The newest entrant into this evil corporation race is Apple. We all love Apple. Apple sells us a product. And sells us an eco-system with it. It sells the music, magazines,books, apps that go with the product. And it gets 30% of whatever we spend. What this means is its market capitalization is $331bn and is the second most valuable company in the world. It can control stocks of SSDs or touch screen panels.

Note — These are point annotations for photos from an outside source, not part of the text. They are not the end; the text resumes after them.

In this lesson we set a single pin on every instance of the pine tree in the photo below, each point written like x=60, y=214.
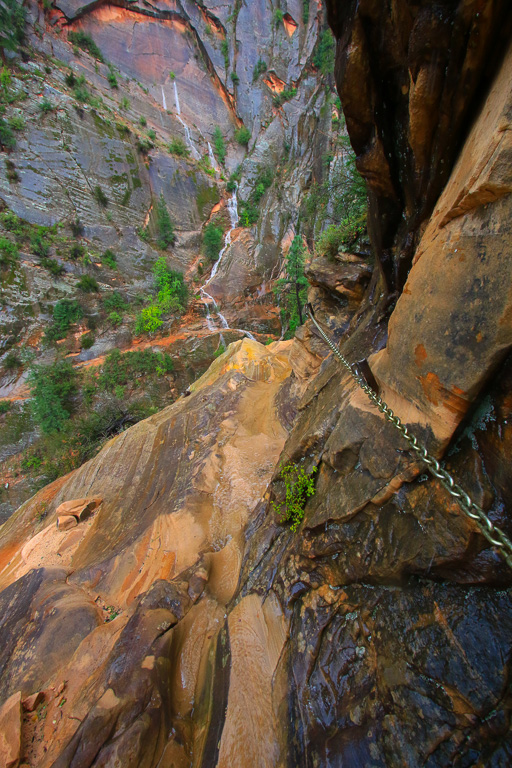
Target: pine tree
x=291, y=290
x=165, y=227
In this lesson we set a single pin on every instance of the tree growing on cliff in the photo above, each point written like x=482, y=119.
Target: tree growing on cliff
x=52, y=387
x=291, y=290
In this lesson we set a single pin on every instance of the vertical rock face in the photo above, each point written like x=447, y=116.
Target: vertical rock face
x=410, y=77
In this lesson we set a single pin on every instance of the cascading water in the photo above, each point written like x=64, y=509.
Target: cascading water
x=194, y=151
x=205, y=296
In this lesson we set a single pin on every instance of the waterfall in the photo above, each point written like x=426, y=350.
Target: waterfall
x=205, y=296
x=194, y=151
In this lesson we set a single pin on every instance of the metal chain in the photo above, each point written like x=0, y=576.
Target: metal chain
x=492, y=533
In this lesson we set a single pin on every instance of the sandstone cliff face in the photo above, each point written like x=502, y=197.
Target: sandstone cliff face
x=380, y=633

When we buy an Apple product,we either play by Apple’s rules, and go through its iTunes, or we don’t and end up with a very expensive paper-weight(Not talking about the small number of tech-savvy jail-breakers). We can buy a MacBook(it now has an App store), an iPhone,an iPod or an iPad, but we still have to live in Apple’s walled garden. We can eat all the fruit we want, but after paying for it and after the fruit has been approved by Mr.Jobs. Whatever people criticize it for, Apple will play by its rules and will never play by users rules. Use or non-use of Adobe’s Flash is a big example. However it is criticized, it says it won’t provide you with Flash because IT says it is not good for the users. Like an evil government or an evil corporation it decides what is good for us and what is not.

And again like Google, Apple has a kill switch for all its iOS devices. As if this was not enough, Apple is building a massive $1 Billion data center/ server farm over 225 acres of land in North Carolina. Rumor has it that it is planning to make Mobile-me, it’s cloud service completely free to all its iOS users. Extensive use of SSDs in its latest MacBook Airs and iPads suggests that Apple could be moving towards this cloud based model. Which means all users data will be on Apple’s servers. In another two to three years, Apple would have millions of iOS users with all their information stored on Apple’s massive servers. While this is a common scenario for any cloud computing service as Amazon showed, when it closed Wiki Leaks down, the Apple scenario is much more scary because millions of people use Apple products. Because they are mostly people who are not tech savvy, who don’t know how to secure their information, and because they are people who are attracted to the Apple garden because of its attractive UI and great design. And they could all be putting their most intimate and most important information in a corporation’s hands they know nothing about.

As a comedian once said, “If machines take over the world one day and kill all the humans , they will be shiny Apple gadgets that we have invited into our homes”. May be we can apply this to Google gadgets too, though they are not shiny and not always well designed. Only time will tell which will be proved as the evilest of all. That is unless Michael Bay decides to show us, but by blowing up the whole planet.